Hallmark actress and "Fuller House" Candace Cameron Bure clarified that she is not opposed to vaccinations, but believes that everyone should have access to accurate information and the freedom to make an informed decision.
Instead, she stated in an Instagram post on Thursday that she is "pro-informed consent," "pro-immune system," "pro-early intervention," and "pro-sunlight, exercise, real food, & vitamins."
On Friday, she reportedly posted a meme for her five million followers to see. Her caption is as follows:
"This. This is not about what I am against. This is what I am FOR. Read and understand the distinction. This mama is holding the line and standing up for freedom. This should not separate us. We can have different opinions and still respect and love one another. Be bigger than that!"
The repost by Bure, a mother of three grown children, sparked a heated discussion online. Her "Fuller House" father, Bob Saget, and fellow Hallmark actors Lacey Chabert, Danica McKellar, Katharine McPhee, and Alexa PenaVega were among the more than 356,000 people who had liked her message as of Friday afternoon. Several of her supporters complimented her in the post's comments.
Although she got a lot of support, many of the comments were unfavorable, albeit they weren't all nasty. Men and women questioned her on many topics, including abortion and the right of women to make their own health-care decisions. They shared anecdotes of loved ones who had died with COVID-19 and bemoaned the fact that none of the solutions outlined in Bure's post could have spared them.
When asked about her vaccination status by Page Six, Bure reportedly said no. However, she has already expressed her displeasure with vaccine mandates.
A separate Bure post, published in July, also drew a lot of attention. The pious Christian celeb uploaded a TikTok video to the provocative lyrics of Lana Del Rey's sensuous song "Jealous Girl."
"When they don't know the power of the Holy Spirit" Bure captioned the video while holding up a Bible.
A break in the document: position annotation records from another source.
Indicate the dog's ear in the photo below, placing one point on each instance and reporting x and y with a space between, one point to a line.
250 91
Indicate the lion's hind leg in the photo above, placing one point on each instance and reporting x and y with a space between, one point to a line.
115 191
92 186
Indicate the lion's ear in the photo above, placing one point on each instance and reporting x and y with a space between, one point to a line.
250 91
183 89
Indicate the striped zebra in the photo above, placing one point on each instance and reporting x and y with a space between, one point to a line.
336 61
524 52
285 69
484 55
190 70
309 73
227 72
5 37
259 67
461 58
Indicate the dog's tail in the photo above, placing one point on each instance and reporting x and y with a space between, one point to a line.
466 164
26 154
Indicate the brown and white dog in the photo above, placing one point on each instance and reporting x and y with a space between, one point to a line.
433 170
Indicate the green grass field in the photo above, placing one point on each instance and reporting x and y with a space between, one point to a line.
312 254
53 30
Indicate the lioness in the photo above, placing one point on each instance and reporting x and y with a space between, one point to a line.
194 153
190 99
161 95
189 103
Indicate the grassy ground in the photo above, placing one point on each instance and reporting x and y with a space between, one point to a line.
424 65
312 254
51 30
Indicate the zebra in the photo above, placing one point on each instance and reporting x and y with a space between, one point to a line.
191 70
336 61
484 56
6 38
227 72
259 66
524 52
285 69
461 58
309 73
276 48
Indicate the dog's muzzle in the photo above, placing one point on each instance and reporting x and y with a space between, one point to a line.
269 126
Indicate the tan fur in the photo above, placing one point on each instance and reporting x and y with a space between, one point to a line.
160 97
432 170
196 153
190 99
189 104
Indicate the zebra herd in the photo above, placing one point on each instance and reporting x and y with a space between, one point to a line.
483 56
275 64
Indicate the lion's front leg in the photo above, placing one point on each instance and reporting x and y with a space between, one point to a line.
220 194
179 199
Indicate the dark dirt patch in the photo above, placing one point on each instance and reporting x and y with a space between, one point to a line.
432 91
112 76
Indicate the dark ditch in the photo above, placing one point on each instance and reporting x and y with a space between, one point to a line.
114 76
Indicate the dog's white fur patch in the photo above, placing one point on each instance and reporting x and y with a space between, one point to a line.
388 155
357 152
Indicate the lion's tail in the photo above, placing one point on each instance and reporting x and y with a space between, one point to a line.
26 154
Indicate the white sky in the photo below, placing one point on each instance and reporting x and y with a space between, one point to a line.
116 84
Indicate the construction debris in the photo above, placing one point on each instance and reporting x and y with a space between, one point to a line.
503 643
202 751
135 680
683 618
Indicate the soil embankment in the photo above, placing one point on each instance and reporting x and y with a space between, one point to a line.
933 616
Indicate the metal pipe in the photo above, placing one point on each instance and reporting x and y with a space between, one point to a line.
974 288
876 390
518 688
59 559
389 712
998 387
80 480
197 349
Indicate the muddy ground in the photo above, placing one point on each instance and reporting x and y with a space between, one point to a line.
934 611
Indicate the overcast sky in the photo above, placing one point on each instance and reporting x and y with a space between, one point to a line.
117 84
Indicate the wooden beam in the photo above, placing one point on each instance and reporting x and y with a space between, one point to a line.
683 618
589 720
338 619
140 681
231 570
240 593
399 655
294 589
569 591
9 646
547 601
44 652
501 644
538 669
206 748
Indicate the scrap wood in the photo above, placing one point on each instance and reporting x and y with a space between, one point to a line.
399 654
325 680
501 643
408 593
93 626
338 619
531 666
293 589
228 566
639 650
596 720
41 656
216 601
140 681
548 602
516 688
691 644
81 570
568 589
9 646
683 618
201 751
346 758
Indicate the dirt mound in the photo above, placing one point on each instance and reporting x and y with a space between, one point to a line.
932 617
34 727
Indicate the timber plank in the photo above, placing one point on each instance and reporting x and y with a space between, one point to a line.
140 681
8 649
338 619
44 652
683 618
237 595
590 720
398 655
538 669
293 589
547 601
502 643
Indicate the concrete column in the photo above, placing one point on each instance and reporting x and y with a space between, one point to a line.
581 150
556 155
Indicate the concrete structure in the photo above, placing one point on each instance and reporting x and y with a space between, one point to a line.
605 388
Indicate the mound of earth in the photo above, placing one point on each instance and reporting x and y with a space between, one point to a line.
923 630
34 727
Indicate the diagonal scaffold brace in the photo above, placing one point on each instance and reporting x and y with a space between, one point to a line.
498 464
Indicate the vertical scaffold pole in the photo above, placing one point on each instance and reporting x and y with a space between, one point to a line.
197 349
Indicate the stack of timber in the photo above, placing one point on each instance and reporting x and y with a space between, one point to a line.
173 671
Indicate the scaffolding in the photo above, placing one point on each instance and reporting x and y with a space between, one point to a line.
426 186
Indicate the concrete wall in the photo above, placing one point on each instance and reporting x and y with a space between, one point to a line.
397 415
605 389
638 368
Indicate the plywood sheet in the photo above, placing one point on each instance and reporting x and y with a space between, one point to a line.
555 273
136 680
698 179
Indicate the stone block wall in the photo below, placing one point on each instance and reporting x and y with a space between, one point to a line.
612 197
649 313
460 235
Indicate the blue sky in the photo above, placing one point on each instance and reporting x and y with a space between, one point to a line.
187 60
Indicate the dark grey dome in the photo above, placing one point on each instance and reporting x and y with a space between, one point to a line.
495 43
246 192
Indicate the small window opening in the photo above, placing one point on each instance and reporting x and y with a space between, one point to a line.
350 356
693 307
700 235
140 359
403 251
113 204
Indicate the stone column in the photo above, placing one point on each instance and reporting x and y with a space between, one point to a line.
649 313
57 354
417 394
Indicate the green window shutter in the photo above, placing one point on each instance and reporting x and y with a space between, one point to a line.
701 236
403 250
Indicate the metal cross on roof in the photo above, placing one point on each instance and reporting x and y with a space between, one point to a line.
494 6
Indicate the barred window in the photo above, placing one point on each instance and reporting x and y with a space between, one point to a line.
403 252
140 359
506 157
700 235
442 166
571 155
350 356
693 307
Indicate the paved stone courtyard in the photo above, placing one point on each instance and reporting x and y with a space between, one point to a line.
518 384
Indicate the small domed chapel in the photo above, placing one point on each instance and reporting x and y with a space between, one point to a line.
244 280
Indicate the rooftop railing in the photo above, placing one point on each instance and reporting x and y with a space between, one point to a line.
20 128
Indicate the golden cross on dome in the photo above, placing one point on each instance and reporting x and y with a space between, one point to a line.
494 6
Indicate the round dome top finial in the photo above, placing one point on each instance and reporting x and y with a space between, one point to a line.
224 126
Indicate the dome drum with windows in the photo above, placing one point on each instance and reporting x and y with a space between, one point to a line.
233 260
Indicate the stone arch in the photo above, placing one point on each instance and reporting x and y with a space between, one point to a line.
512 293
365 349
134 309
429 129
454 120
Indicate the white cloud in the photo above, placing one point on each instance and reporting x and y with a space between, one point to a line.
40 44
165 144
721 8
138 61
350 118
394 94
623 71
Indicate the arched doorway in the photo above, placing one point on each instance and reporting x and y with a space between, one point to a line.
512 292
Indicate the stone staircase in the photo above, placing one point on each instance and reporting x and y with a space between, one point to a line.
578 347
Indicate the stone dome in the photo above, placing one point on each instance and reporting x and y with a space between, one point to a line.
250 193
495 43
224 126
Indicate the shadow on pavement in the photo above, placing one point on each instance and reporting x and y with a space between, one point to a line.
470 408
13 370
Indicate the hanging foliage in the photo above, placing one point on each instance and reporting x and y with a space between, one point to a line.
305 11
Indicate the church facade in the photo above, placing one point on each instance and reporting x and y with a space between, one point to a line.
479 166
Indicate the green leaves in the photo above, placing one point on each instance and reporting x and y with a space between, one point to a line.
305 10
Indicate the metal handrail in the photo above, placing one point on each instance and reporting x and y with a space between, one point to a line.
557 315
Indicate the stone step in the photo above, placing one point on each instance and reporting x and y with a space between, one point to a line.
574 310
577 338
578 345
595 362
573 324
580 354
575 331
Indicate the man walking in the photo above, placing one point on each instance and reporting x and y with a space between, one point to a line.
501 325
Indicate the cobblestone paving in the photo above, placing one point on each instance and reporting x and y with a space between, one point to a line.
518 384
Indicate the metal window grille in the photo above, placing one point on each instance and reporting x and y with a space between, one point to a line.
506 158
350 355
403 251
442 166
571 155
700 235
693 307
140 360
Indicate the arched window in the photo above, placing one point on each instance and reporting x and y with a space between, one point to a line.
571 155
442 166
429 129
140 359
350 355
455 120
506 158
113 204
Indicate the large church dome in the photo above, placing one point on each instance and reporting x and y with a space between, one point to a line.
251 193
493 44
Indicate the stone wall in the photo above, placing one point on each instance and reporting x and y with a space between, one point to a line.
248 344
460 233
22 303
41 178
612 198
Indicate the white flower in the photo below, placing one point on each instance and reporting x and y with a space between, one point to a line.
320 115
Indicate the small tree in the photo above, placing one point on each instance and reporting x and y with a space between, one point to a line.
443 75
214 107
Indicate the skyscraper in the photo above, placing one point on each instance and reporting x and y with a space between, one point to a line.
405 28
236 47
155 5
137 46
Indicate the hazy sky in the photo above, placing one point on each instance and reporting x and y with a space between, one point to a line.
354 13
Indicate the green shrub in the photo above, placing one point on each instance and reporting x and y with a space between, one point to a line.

To further expand her reach, she posted the video to her 5 million-strong Instagram following in addition to TikTok. Her followers, however, seemed to have missed her point. Thus, she subsequently apologized and took the video down.
"I was using a very specific clip from TikTok and applying it to the power of the Holy Spirit, which is incredible," she explained. "And so many of you thought that I was trying to be seductive, which clearly means I'm not a very good actress because I was trying to be strong, not sexy or seductive."
She went on to say that the clip was inspired by her daughter Natasha, who had earlier posted her own take on the TikTok craze. In her apology, Bure also acknowledged that maybe she was attempting to be "too cool" or "relevant in a Biblical way," but it didn't work.
It's reportedly still up on TikTok, even though the actress took it down from Instagram.
But while Yahoo notes that the critical comments on Bure's Instagram post are "playing out across the country," citing a New York Times report of 700,000 deaths from the coronavirus, nearly two-thirds of which were fully vaccinated, the same mainstream media outlet incorrectly reported that "nearly 900,000 children have been hospitalized with Covid-19 since the pandemic began, and about 520 have died."
According to The Federalist, the story was bolstered by hundreds of blue checkmarks on Twitter. The NYT subsequently changed the article's wording one day after publishing to state that "63,000 children were hospitalized with Covid-19 from August 2020 to October 2021, and at least 520 have died."
In other words, there are now 837,500 fewer critically ill children than was originally stated in the article in question, The Federalist remarked.